Some of the most traditional Christmas candy is made from molten sugar, pulled and cooled enough to have sufficient melt strength to both form and hold its shape. Working with molten sugar is much like working with molten plastic or glass. Sugar can be formed into a rod and bound together in the same way artists in Murano make millefiori patterns in glass. Sugar can be blown like glass to form hollow structures, and it can be molded and stretched to form a myriad of shapes.
According to folklore, candy canes originated in Germany, where a cathedral’s choirmaster used them to quiet children at Christmas Eve service. Once shaped entirely by hand, patented machines have made these sugar treats, and others like ribbon candy, more uniform, affordable and accessible.
In the 20th century, several people received patents on ways to form candy canes by fusing different colors of molten materials together. Brasher O. Westerfield, of Detroit, Michigan, received Pat. No. 1,680,440 (shown below) for a “Candy Forming Machine” on August 14, 1928. The invention provides “mechanical means for forming a crook on a stick or strip of candy” (figure 6) and means for “cutting a strip of candy in to separate parts so that the same may be formed into canes” (figure 4). In the machine, the candy strip (35) is cut by a blade (29) and shaped by the pressing members (24).
Thirteen years later, the U.S. Patent and Trademark Office granted inventor Robert I. Strongin of Chicago, Illinois, Pat. No. 2,246,420 for a “Machine for Making Candy Canes" (below). This machine claimed to be more economical. The patent describes the device as a “machine which will receive the heated and elongated sticks of candy material from which the canes are produced and which will first cut the same into uniform lengths and then produce the desired bend and finally eject the completed canes onto a belt or other conveyor whereby they are delivered for packing and shipping.” It could easily produce canes of various sizes, and once set on a size, it speedily spit out uniform canes, limiting any wastes for the candy maker in costs and material.
Like candy canes, boxes of ribbon candy appear on the shelves of stores at Christmas time, with each box containing ribbons of different colors and flavors. While the sugar candy is hard, it thin enough to easily break in to small pieces.

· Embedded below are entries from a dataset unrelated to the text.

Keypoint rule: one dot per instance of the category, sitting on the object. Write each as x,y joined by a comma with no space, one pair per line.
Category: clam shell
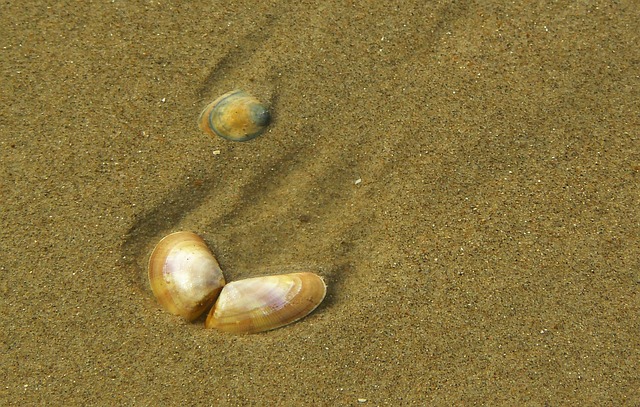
236,116
264,303
184,275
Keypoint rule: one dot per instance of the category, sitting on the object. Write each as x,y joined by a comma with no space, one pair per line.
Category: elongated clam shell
184,275
236,116
264,303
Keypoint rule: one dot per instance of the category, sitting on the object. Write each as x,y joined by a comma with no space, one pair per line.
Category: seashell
185,276
236,116
263,303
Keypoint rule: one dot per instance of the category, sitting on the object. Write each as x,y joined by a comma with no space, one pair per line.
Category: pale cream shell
184,275
263,303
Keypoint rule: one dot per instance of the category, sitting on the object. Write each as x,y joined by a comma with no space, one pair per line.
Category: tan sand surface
464,176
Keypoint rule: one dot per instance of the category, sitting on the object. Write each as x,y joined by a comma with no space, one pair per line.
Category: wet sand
463,176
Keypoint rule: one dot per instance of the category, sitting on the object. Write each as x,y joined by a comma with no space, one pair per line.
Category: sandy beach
464,176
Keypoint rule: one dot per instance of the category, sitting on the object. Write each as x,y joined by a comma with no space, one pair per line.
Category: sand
463,175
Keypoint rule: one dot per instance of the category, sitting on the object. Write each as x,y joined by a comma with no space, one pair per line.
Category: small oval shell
236,116
264,303
185,276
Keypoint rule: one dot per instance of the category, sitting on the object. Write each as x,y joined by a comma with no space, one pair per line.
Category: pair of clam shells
235,116
186,279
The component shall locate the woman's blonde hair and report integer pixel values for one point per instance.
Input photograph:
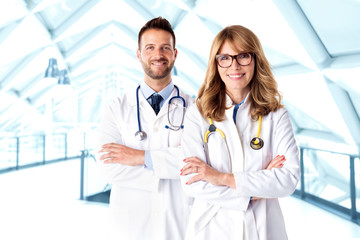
(264, 95)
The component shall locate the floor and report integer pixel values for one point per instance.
(42, 203)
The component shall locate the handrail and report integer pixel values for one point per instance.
(351, 213)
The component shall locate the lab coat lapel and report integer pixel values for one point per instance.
(145, 108)
(234, 142)
(164, 108)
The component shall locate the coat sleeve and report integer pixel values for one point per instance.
(192, 145)
(278, 182)
(137, 177)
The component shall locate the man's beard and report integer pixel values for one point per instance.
(160, 75)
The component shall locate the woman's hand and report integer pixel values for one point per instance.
(206, 173)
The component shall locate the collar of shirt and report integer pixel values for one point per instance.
(148, 91)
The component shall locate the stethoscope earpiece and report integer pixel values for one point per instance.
(256, 143)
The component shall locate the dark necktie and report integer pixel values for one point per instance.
(155, 102)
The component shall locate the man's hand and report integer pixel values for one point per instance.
(206, 173)
(117, 153)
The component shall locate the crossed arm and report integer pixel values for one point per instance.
(208, 174)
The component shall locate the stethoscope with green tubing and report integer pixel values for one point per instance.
(256, 143)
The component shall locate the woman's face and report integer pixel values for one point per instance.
(236, 77)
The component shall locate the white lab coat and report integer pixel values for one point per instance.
(144, 204)
(220, 212)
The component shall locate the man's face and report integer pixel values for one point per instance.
(157, 54)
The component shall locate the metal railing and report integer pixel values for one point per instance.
(330, 180)
(337, 190)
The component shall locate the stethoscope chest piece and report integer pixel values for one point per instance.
(256, 143)
(140, 135)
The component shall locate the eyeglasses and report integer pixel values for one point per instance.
(226, 60)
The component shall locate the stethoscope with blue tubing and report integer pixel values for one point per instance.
(141, 135)
(256, 143)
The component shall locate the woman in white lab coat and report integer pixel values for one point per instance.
(237, 181)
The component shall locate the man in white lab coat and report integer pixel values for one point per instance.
(138, 154)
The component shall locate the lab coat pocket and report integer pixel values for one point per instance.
(202, 213)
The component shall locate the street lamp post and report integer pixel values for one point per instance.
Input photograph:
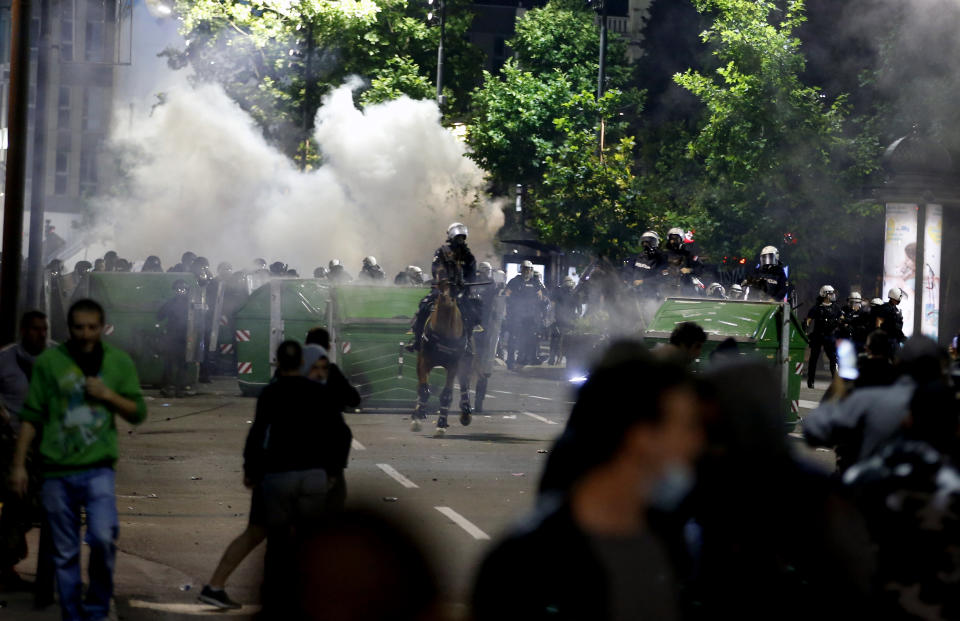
(443, 31)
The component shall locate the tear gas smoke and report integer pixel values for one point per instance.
(198, 175)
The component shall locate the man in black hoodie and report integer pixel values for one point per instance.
(298, 440)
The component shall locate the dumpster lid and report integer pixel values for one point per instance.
(744, 321)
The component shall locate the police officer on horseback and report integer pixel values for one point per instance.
(454, 263)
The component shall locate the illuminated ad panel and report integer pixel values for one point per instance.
(900, 258)
(932, 241)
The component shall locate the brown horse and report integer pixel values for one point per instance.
(444, 345)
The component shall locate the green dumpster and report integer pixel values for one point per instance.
(130, 301)
(280, 309)
(755, 326)
(371, 328)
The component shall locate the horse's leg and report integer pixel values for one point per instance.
(423, 396)
(446, 397)
(465, 368)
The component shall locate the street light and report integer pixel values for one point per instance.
(442, 7)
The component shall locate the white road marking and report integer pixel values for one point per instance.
(463, 523)
(539, 418)
(396, 476)
(192, 609)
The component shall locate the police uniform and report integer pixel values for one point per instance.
(826, 319)
(524, 302)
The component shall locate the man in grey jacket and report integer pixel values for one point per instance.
(858, 423)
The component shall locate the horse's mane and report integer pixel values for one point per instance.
(445, 320)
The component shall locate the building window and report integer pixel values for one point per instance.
(89, 152)
(93, 109)
(96, 31)
(63, 107)
(66, 31)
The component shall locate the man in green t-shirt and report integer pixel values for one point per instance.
(75, 392)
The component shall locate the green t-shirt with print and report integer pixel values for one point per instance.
(78, 432)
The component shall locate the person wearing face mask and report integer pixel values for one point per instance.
(589, 550)
(771, 537)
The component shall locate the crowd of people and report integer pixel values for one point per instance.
(691, 505)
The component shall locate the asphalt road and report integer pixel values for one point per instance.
(181, 498)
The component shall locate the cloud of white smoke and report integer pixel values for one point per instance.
(201, 177)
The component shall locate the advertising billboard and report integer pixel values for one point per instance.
(932, 241)
(900, 257)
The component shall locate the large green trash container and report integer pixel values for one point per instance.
(283, 308)
(755, 326)
(131, 301)
(372, 325)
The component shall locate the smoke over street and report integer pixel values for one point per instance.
(197, 174)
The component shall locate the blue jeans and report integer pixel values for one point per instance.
(62, 498)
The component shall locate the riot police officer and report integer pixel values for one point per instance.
(412, 276)
(822, 322)
(371, 270)
(643, 270)
(336, 274)
(566, 310)
(454, 263)
(769, 277)
(680, 266)
(855, 321)
(890, 319)
(525, 297)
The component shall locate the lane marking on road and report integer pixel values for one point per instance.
(192, 609)
(396, 476)
(539, 418)
(463, 523)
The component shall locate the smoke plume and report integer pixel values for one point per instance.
(198, 175)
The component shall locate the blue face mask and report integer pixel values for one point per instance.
(673, 486)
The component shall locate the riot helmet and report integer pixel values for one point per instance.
(769, 256)
(152, 264)
(650, 240)
(457, 233)
(526, 269)
(675, 238)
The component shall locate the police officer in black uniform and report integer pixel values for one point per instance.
(680, 266)
(822, 322)
(642, 271)
(525, 297)
(371, 270)
(855, 321)
(890, 319)
(769, 277)
(454, 263)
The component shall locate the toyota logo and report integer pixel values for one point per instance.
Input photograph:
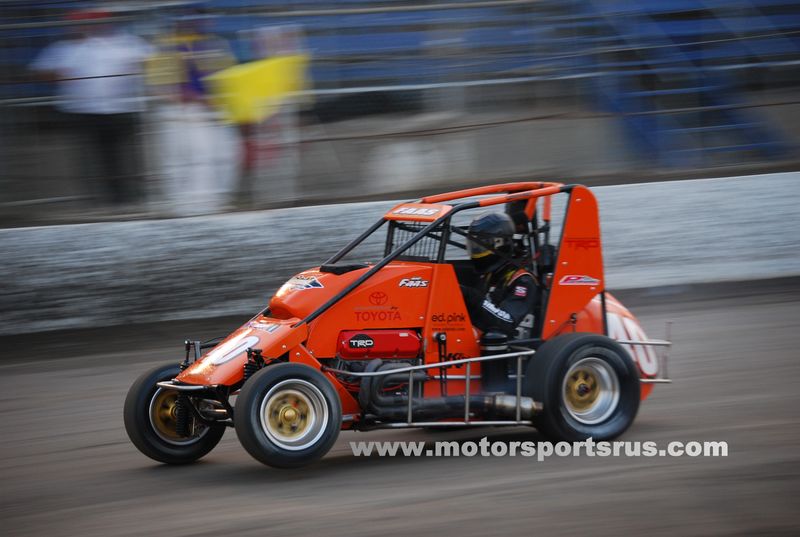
(378, 298)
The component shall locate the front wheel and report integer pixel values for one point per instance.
(151, 421)
(588, 384)
(288, 415)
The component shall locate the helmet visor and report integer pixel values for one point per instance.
(478, 250)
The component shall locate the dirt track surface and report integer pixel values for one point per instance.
(67, 467)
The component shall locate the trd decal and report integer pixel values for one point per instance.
(361, 341)
(575, 279)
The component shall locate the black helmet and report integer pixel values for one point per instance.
(491, 230)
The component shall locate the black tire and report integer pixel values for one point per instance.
(278, 401)
(588, 384)
(141, 416)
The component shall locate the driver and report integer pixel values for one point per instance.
(509, 293)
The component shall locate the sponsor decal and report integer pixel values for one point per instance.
(378, 298)
(230, 349)
(448, 318)
(415, 211)
(378, 315)
(497, 312)
(416, 281)
(266, 327)
(582, 243)
(302, 282)
(361, 341)
(575, 279)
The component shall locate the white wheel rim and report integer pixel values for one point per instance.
(294, 414)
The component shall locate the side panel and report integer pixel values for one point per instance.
(224, 364)
(396, 297)
(578, 274)
(447, 314)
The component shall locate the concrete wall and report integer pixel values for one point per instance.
(126, 272)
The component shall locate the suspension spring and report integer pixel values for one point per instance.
(254, 362)
(182, 415)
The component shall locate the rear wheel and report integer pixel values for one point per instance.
(588, 384)
(151, 421)
(288, 415)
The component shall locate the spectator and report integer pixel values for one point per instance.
(196, 155)
(99, 90)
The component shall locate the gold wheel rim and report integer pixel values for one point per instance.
(163, 418)
(591, 391)
(288, 414)
(582, 390)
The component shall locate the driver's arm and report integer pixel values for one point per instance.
(506, 315)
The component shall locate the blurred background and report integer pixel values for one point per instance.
(134, 109)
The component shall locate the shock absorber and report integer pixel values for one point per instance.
(182, 415)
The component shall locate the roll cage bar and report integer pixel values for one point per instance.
(509, 192)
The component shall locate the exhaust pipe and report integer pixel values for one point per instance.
(395, 407)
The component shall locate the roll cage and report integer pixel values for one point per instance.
(432, 218)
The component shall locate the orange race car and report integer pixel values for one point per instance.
(393, 343)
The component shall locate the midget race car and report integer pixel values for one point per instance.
(388, 343)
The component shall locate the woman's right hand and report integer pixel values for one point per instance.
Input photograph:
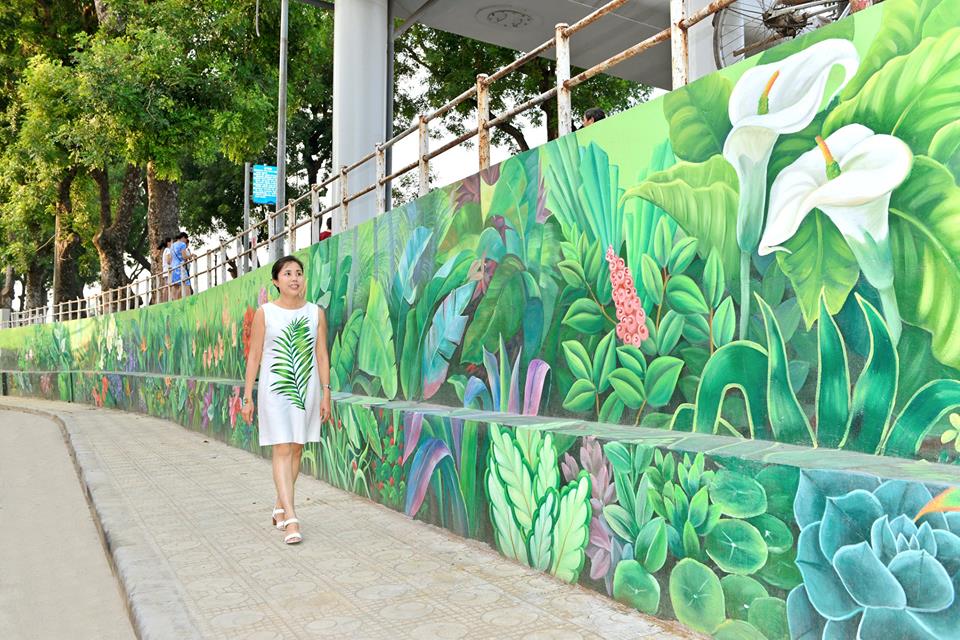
(247, 411)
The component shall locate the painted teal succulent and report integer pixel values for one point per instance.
(871, 568)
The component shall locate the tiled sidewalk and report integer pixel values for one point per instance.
(187, 520)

Crimping machines have been used for many different applications and materials, from metal to glass to paper, but one in particular, invented by Ernest S Kiester, of Lawrenceville, Illinois, was designed specifically for making ribbon candy. The patent (No. 1,162,616, below) for Kiester’s “Candy Ribbon Crimping Machine,” issued on November 30, 1915, describes the invention as “a simple and efficient machine…in which the ribbon will be properly crimped, stripped from the crimping rollers, and discharged from the machine without breaking the ribbon.” It also touted a special chute for the candy sliding out of the machine.